So, my teacher friend Jenn comes into my room talking about hearing music by Chinese Train Car. Guess what she meant?
If that doesn’t make you laugh outloud, or at least giggle, you’ve had a long day.
I’m warning you before you even get settled into this blog that it is going to be choppy and themeless and scattered. Welcome to my life.
Let me tell you the best quote of the day. Thank you, Jesse Weber.
“Blogs are not replacements for end of the year [Christmas] letters.”
Oh wise sage Jesse strikes again. So profound- I actually wrote it down. I hope that is not how you, my invisible reader friend, feels about this particular blog. I hope you don’t feel like I’m telling you how much my puppy has grown, or how great my new cubicle is at the office, or how close I came to winning a car, or anything like that. I try instead to let you live inside the insanity that is my mind for about 7 minutes a couple of times a week. I hope it makes you grateful to be on that side of the screen. Can you even fathom how much junk gets filtered out before I actually publish this thing? Yeah, my brain is similar to my grandfather’s garage- full of things that were once useful but are now trash- only around because there is a strange peaceful feeling found in the clutter.
I warned you.
Molly (shout out to my most faithful reader) and I went for a late din-din at Sam and Dave’s BBQ and ole Uncle Jesse walks in and sits down with us. We proceed to discuss everything under the internet sun and life in general. I have my fingers crossed (which has made typing difficult) that Jesse is at home right now, eating his BBQ and mac and cheese, and planning to begin his own blog.
Kathleen says that monkey bread is “the ultimate carb”. I consider it “the ultimate awesome”.
If you haven’t heard, I have the most amazing class this year, including the dude with the stache. I love teaching. Which puts a major kink in the ole “let’s find a new career” plan. But that’s okay- remember I don’t know anything. Still surrounded by overturned tables. (see previous blog titled “This Is What I Know”) God will make all things clear. I love Him.

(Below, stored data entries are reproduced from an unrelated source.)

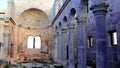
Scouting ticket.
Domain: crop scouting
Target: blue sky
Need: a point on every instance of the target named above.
(3, 4)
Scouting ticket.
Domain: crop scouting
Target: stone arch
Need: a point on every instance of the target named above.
(33, 16)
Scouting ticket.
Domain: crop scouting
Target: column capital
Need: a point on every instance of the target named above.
(6, 34)
(71, 26)
(99, 9)
(82, 20)
(64, 30)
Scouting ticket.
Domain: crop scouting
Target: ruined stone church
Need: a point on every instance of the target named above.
(60, 34)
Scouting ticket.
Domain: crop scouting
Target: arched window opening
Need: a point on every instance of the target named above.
(30, 42)
(37, 42)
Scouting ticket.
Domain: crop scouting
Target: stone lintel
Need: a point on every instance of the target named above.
(99, 9)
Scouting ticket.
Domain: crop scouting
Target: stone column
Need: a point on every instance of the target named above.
(71, 27)
(2, 51)
(6, 44)
(56, 46)
(64, 47)
(81, 29)
(59, 47)
(99, 11)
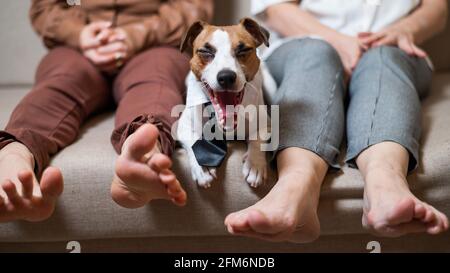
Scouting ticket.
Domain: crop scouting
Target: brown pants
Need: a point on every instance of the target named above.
(69, 89)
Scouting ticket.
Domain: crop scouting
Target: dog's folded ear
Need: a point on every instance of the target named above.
(194, 30)
(258, 32)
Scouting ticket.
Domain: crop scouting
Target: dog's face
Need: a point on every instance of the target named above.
(224, 59)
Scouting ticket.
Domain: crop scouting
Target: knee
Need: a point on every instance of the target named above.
(383, 55)
(314, 53)
(67, 62)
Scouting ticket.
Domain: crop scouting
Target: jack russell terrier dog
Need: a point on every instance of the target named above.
(225, 73)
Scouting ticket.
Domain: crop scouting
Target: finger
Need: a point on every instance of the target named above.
(373, 38)
(10, 189)
(100, 59)
(26, 179)
(387, 40)
(117, 37)
(419, 52)
(363, 35)
(103, 35)
(405, 45)
(99, 25)
(113, 48)
(355, 62)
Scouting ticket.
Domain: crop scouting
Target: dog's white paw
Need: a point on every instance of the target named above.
(204, 176)
(255, 168)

I had bread with honey on it for breakfast. And I’m dying to know what chemical reaction happens that causes the honey bread to get crunchy when the honey soaks in. I should ask someone, like Mr. Wizard. Who’s with me, 80s’ kids?
I was wishing I had a good picture to post now. Kelli’s cell group is downstairs, so my room has become my holding pen, which is okay cause I really like it. I don’t love to fold laundry, but it is currently preventing me from sitting in my favorite chair in the world. So, I thought, before I folded the laundry, I would let you see the situation. I was unable to fold at the appropriate time because my roommates needed the dryer; I was already asleep. I can’t fold clothes in my sleep. So to the chair they went. I promise I usually fold immediately. Well, immediately-ish.
This may not be the most high quality blog I’ve ever done, but it sure has been fun.